All access denied errors had no group information (field following user info below)

2022-07-23 09:48:16 "DP1-GINDE11_proxysg3" 212 113.14.61.18 AD\User - policy_denied DENIED "Uncategorized" http://malahide.net/ 403 TCP_DENIED GET image/vnd.microsoft.icon http malahide.net 80 /favicon.ico - ico "Mozilla/5.0 (Windows NT 10.0; WOW64) AppleWebKit/537.36 (KHTML, like Gecko) Chrome/101.0.4951.67 Safari/537.36" 192.168.1.86 991 367 - cas_group - "{ %22expect_sandbox%22: false }" no - - - 0 "client" client_connector "none" "none" 15.18.130.131 "Ireland" - - - - - none - - - - none - - ICAP_NOT_SCANNED - ICAP_NO_MODIFICATION - 15.18.130.131 "Ireland" - "India" 5 - wss-agent architecture=x86_64%20name=Windows%2010%20Enterprise%20version=10.0.18363 7.5.1.16390 113.14.61.18 6b20f234-9e85-4f5d-964e-48c467b1c6ea AINLHCND74806GV - - - - - - - - - - 84845f36694cd07f-000000004a1be1ad-00000000628b5860 168.149.184.45 168.149.184.45 "IN" "India"

Managed to track the beginning of the Access denied messages to a configuration change to the tenant policy, which was specific to the GOIs (Groups of interest that WSS Proxy has rules based on).

Gathering the Auth COnnector debug logs at the time showed 1000s of INSUFFICIENT_MEMORY errors at the same time along with Thread creation errors

2022/07/28 11:47:57.102 [7204] [4912:7204] Thread creation failed.; status=8:0x8:Not enough storage is available to process this command.

 

Tracking a specific user that had logged in at the time and was trying to retrieve group information shows that threads doing the s4u authentication seem to have stopped processing. Here's an example of such a thread checking the users group membership showing a 6.5 minute delay simply trying to read the group info from a token, an event which is usually done in under 10ms. CPU on the Auth Connector was not at 100% at the time the issue happened, although it was much higher than before.

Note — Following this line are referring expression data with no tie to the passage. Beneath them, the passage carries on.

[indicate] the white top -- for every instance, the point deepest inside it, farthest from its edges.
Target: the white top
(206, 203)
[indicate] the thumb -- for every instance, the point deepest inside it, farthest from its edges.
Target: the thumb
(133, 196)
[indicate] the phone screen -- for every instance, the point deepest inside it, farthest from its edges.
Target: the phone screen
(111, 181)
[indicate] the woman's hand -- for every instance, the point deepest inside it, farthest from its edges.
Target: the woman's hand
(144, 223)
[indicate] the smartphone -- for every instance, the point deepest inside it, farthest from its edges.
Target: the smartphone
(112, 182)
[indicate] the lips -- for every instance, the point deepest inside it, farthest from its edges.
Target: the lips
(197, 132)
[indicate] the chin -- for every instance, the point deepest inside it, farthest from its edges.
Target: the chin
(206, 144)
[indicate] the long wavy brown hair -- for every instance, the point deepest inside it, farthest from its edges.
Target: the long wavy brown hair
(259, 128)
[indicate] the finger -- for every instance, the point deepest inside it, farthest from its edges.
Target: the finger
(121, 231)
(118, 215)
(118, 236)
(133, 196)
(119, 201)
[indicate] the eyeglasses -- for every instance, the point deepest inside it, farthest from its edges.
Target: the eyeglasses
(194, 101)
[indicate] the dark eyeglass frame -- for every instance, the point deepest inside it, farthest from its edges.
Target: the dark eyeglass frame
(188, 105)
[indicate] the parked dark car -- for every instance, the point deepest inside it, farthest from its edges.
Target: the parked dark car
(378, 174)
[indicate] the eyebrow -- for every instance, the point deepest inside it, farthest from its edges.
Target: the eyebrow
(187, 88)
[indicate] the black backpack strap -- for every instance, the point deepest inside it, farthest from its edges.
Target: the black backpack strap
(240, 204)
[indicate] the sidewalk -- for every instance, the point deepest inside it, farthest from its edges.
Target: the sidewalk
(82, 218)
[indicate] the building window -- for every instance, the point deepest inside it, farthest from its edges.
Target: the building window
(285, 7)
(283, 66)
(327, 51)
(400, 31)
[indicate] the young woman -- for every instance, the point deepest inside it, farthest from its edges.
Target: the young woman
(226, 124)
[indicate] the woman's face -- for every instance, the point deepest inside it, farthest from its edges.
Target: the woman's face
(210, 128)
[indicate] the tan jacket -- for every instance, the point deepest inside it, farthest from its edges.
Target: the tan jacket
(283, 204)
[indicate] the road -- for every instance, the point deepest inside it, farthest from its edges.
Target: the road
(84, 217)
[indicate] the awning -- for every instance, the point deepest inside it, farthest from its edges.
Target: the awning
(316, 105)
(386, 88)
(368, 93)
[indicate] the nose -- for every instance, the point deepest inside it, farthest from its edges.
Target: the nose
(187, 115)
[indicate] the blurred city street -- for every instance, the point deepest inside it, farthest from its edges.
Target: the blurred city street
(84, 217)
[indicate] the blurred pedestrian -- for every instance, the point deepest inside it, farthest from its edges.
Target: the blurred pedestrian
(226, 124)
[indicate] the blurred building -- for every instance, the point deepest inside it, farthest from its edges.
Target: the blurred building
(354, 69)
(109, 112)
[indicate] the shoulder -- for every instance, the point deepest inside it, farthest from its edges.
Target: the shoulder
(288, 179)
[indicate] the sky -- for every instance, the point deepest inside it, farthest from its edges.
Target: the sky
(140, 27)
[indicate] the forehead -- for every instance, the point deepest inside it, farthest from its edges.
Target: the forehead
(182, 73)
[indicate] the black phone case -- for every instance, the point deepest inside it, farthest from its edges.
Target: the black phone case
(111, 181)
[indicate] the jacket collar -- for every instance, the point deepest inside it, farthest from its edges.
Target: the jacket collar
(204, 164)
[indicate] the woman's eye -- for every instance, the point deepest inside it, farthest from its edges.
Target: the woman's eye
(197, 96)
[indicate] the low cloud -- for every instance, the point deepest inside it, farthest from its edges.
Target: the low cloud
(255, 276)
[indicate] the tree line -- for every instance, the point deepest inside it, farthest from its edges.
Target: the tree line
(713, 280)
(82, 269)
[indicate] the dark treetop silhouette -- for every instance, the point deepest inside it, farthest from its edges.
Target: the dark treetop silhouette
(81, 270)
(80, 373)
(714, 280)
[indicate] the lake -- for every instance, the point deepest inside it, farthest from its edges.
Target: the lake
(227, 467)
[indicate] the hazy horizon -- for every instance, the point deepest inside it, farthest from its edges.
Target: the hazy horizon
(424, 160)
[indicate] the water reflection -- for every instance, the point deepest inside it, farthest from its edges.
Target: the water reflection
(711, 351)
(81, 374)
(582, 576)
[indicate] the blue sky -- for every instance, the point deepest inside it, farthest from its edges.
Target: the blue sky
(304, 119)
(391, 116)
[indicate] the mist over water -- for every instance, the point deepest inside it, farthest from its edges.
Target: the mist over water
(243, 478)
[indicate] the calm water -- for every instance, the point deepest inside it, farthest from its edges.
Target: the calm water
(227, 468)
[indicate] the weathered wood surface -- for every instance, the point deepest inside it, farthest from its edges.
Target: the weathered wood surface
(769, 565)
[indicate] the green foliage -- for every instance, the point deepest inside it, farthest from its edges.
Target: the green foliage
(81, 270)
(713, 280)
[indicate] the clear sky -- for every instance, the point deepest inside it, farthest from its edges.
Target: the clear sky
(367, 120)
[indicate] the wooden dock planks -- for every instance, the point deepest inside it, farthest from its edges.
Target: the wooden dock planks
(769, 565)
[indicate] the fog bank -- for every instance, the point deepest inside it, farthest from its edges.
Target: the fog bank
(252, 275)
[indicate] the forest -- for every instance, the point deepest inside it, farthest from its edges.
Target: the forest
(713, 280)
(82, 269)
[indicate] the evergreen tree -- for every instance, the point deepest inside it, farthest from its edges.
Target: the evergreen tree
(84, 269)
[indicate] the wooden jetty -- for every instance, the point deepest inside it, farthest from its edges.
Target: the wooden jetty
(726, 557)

AWS_09_35_am_utc_bcca-19684-220523052908.log 531632 2022/07/23 09:35:18.263 [8868] GroupName='RG-Browsing-Allow-IPTEAM-Exception'
AWS_09_35_am_utc_bcca-19684-220523052908.log 531633 2022/07/23 09:35:18.263 [8868] GroupName='RG-Browsing-Allow-Online Storage and Backup'
AWS_09_35_am_utc_bcca-19684-220523052908.log 531634 2022/07/23 09:35:18.263 [8868] GroupName='RG-Browsing-Allow-Online Storage and Backup-RO'
AWS_09_35_am_utc_bcca-19684-220523052908.log 531635 2022/07/23 09:35:18.263 [8868] GroupName='RG-Browsing-Allow-Proxy Avoidance'
AWS_09_35_am_utc_bcca-19684-220523052908.log 531641 2022/07/23 09:35:18.263 [8868] GroupName='RG-Browsing-Allow-Weapons'
AWS_09_35_am_utc_bcca-19684-220523052908.log 532088 2022/07/23 09:41:40.675 [8868] GroupName='RG-Browsing-Allow-Web-based Chat'
AWS_09_35_am_utc_bcca-19684-220523052908.log 532569 2022/07/23 09:41:40.810 [8868] GroupName='RG-Browsing-Allow-Web-based Email'
AWS_09_35_am_utc_bcca-19684-220523052908.log 533058 2022/07/23 09:42:29.747 [8868] GroupName='RG-Browsing-Deny-Instant Messaging'
AWS_09_35_am_utc_bcca-19684-220523052908.log 533206 2022/07/23 09:42:29.779 [8868] GroupName='RG-Browsing-Deny-Social Networking'
AWS_09_35_am_utc_bcca-19684-220523052908.log 533276 2022/07/23 09:42:29.810 [8868] GroupName='RG-Browsing-Deny-Streaming Media'
AWS_09_35_am_utc_bcca-19684-220523052908.log 533277 2022/07/23 09:42:29.810 [8868] GroupName='Web & Internet Security'
AWS_09_35_am_utc_bcca-19684-220523052908.log 533278 2022/07/23 09:42:29.810 [8868] Group Membership:
AWS_09_35_am_utc_bcca-19684-220523052908.log 533279 2022/07/23 09:42:29.810 [8868] Group no: 0, member: no, invalid group name: '(File'
AWS_09_35_am_utc_bcca-19684-220523052908.log 533280 2022/07/23 09:42:29.810 [8868] Group no: 1, member: no, valid group name: 'AG-Aon-APAC-Townsend Compl'

This thread is just not getting run for 6-7 minutes possibly indicating another thread was locked at the time. 

Tracking the number of login requests at the time, we went from approximately 200-250 user logins per minute to about 15,000 when the change was applied! When making a change to a group in the WSS policy (adding or removing), the WSS cache of group information for the tenant would be removed and all subsequent requests into WSS but undergo a login process via the Auth Connector to retrieve the groups.

The fix was to change the caching mechanism on WSS and avoid overloading the Auth Connector when a group change was performed in the policy.